The sector has slumped 4 percent since the first week of June, while financials have climbed more than 5 percent and healthcare has gained 3 percent. This has prompted speculation that investors may have been cashing out their tech profits to move into those groups. "Technology has taken a rest, but it's going to heat up again, and I see tech returning to favor the second half of the year," said portfolio manager J. Bryant Evans of Cozad Asset Management in Champaign, Illinois.
For the first five months of 2017, tech was the talk of the stock market, far outperforming the other 10 major S&P 500 sectors and sparking the Nasdaq Composite to its strongest first half since 2009. "I think of (tech's recent swoon) as profit-taking rather than driven by change in the fundamental factors," said John Praveen, managing director of Prudential International Investments Advisers in Newark, New Jersey. "The fundamentals are still positive for the sector."

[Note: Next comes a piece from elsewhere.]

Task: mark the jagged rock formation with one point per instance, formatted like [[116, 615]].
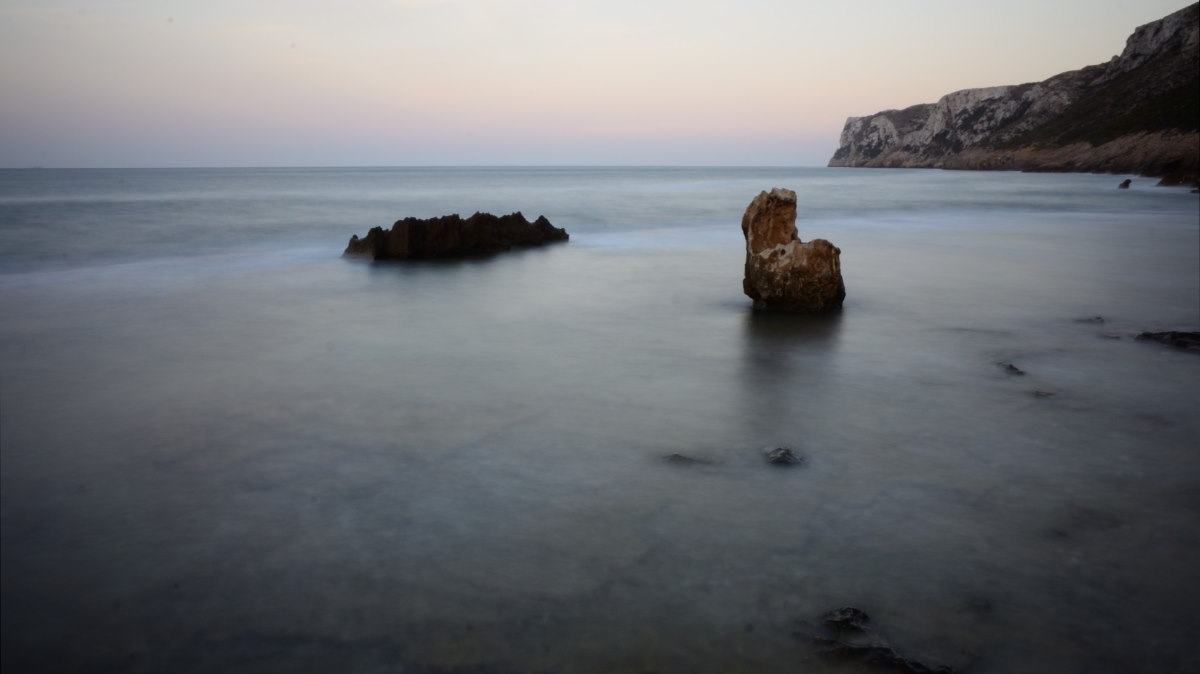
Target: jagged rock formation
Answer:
[[454, 236], [1138, 113], [783, 272]]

Analysts estimate tech's second-quarter earnings rose 11.2 percent, with semiconductor companies accounting for much of the gain, according to Thomson Reuters I/B/E/S. The increase tops the estimated 7.9 percent rise for the overall S&P 500 and is well above every sector except for energy, whose performance will be skewed because of negative year-earlier results. "The tech sector has the highest growth expectations and only moderate uncertainty," Morgan Stanley equity strategists said in a research note.

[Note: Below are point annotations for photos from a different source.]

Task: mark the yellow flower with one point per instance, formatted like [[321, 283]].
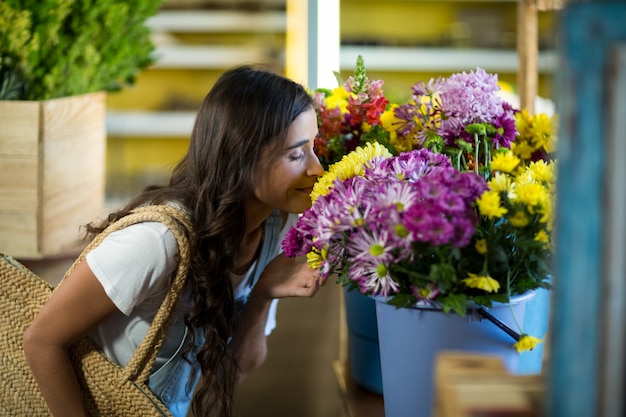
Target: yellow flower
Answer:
[[338, 98], [541, 236], [389, 122], [522, 150], [541, 171], [314, 259], [532, 195], [349, 166], [481, 282], [505, 162], [481, 246], [527, 342], [489, 204], [502, 183]]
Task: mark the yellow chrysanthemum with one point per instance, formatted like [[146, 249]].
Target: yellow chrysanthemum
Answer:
[[542, 236], [314, 259], [390, 124], [522, 150], [481, 246], [339, 98], [349, 166], [542, 171], [527, 342], [505, 162], [485, 283], [489, 205], [532, 195], [502, 183]]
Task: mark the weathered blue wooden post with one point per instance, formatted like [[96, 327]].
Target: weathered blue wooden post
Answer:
[[586, 370]]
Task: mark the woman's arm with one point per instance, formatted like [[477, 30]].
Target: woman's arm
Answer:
[[74, 308], [282, 277]]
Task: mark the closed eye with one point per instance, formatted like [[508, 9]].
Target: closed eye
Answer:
[[297, 157]]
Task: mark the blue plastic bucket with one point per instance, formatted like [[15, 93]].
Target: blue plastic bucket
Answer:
[[411, 338], [363, 345]]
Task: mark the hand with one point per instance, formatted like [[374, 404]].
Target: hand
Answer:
[[288, 277]]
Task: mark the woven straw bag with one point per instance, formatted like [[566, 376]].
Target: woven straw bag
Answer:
[[108, 389]]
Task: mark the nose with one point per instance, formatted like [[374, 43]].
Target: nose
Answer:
[[315, 168]]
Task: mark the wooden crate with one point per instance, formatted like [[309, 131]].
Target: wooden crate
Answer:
[[52, 156], [477, 385]]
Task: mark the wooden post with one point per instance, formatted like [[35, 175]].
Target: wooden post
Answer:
[[527, 51], [528, 48]]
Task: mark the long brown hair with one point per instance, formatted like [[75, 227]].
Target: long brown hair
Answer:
[[247, 112]]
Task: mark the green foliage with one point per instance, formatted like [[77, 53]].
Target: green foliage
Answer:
[[56, 48]]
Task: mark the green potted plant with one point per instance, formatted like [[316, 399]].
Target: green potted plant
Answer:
[[58, 60]]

Given tech's outsized position - 22 percent of the market value of the S&P 500 - the sector's growth is critical to overall US corporate profit gains. For the second quarter, tech profit growth alone is expected to account for nearly 28 percent of the S&P 500's overall increase in earnings, or nearly half if energy were excluded. "In an economy that still seems to have some growing pains, consistent growth is worth paying up for," said Peter Tuz, president of Chase Investment Counsel in Charlottesville, Virginia.
Tech's second-quarter revenue growth is projected at 7.2 percent, faster than 4.6 percent for S&P 500 companies overall, according to Thomson Reuters I/B/E/S. There is "growth on the top line, which is more important at this point in the cycle, than in the bottom line only," said Kim Forrest, senior equity research analyst at Fort Pitt Capital Group in Pittsburgh. This earnings season, she will focus on companies' comments about sales activity.